In the afternoons they could do what they chose. Some sections met up for extra practice, especially the strings; others found a corner and prepared pieces of their own. Others went for walks in the countryside or, like the littlies, drank vodka and learnt how to smoke under the benignly oblivious nose of Susie Westerhagen, the strings’ tutor. Sally and Katie and Patrick and Albert had been in the orchestra for three years, since its founding; they all knew each other well from sectional rehearsals, and from sitting next to each other. That year, Katie and Patrick had both independently learnt a Poulenc sonata – the flute sonata, the oboe sonata – and before they knew it, the woodwind section was Poulenc-mad, everyone learning the horn Elegy (Alan), the bassoon sonata (Albert), the clarinet sonata (Sally).
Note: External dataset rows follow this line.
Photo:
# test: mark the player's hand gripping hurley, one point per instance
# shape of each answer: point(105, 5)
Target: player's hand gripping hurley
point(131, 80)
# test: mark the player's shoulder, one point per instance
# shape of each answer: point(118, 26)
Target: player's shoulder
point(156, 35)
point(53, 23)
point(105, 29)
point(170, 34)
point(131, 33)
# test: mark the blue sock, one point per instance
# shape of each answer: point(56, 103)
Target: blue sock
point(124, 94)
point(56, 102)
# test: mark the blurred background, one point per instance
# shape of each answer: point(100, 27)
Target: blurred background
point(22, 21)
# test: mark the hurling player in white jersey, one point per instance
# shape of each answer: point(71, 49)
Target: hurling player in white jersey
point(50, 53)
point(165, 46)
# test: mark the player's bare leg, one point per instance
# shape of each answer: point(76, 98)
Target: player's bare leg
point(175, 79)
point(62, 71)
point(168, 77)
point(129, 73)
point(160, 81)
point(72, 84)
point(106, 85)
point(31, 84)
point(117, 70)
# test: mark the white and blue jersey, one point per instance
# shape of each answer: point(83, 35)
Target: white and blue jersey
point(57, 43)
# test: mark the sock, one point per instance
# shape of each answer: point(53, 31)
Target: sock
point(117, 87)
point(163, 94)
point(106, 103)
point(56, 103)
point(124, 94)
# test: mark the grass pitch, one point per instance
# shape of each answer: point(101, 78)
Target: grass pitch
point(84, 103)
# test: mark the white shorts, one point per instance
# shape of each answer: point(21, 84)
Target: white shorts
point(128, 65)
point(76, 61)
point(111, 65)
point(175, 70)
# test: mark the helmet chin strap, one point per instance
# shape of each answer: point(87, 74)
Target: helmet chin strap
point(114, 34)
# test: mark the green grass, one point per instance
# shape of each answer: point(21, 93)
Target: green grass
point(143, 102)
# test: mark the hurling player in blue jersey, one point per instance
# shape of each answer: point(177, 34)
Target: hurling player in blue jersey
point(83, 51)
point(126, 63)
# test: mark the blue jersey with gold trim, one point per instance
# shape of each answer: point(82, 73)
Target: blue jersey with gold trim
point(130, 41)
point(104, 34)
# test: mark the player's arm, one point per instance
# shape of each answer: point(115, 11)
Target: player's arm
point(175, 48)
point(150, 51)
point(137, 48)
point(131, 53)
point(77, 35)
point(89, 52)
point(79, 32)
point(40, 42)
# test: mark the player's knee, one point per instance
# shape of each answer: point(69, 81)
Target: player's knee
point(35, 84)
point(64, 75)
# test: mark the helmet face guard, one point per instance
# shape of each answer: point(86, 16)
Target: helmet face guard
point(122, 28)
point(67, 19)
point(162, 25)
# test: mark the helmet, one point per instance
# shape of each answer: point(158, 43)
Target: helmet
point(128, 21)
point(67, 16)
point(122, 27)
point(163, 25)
It was Patrick who mentioned the sextet for piano and wind. No one could think of another piece for quite that combination. Everyone liked Sam Thomas, who was a good pianist as well as playing the double bass, and they played it through. The long hot lazy cadences of the slow movement stole through the open windows of the music room, like perfume; they were crazy about it. The clocks all through the house moved in unison; they were called slave clocks, all tied to a central mechanism, which now, a hundred years on, was not quite right.
‘I wish I could play that now,’ Sam Thomas said. ‘I’m so out of practice. But what year was that?’
It must have been 1983, the summer of 1983, because Sally had had her first year at Oxford, and had come back full of sophistication and human observation. She was a year older than the others, and able to advise them. Patrick and Albert were going to music college – they were going to make a fist of it – but the others had all got into Oxford or Cambridge. Katie had got into medical school, and was taking a year out to volunteer in Africa; Sam Thomas was going to do English at Oxford – there was always a book in his hand to deposit on the piano before he yawned and started on the fast scale, almost a savage glissando, that began the Poulenc sextet. That week it was Bleak House – he had stopped after the first movement at one rehearsal and just said, in a lowering voice, ‘Hope, joy, youth, peace, rest, life, dust, ashes, waste, want, ruin, despair, madness, death, cunning, folly, words, wigs, rags, sheepskin, plunder, precedent, jargon, gammon and spinach.’ Then he had given that nod that the pianist gave, and they started on the second movement, not getting very far before they laugh-spluttered to a halt. And Alan had got into Cambridge to read music. They were all doing well, and the windows, open to the summer day, sent the long, lazy serenade of twining winds out into the elm-shaded gardens where birdsong responded.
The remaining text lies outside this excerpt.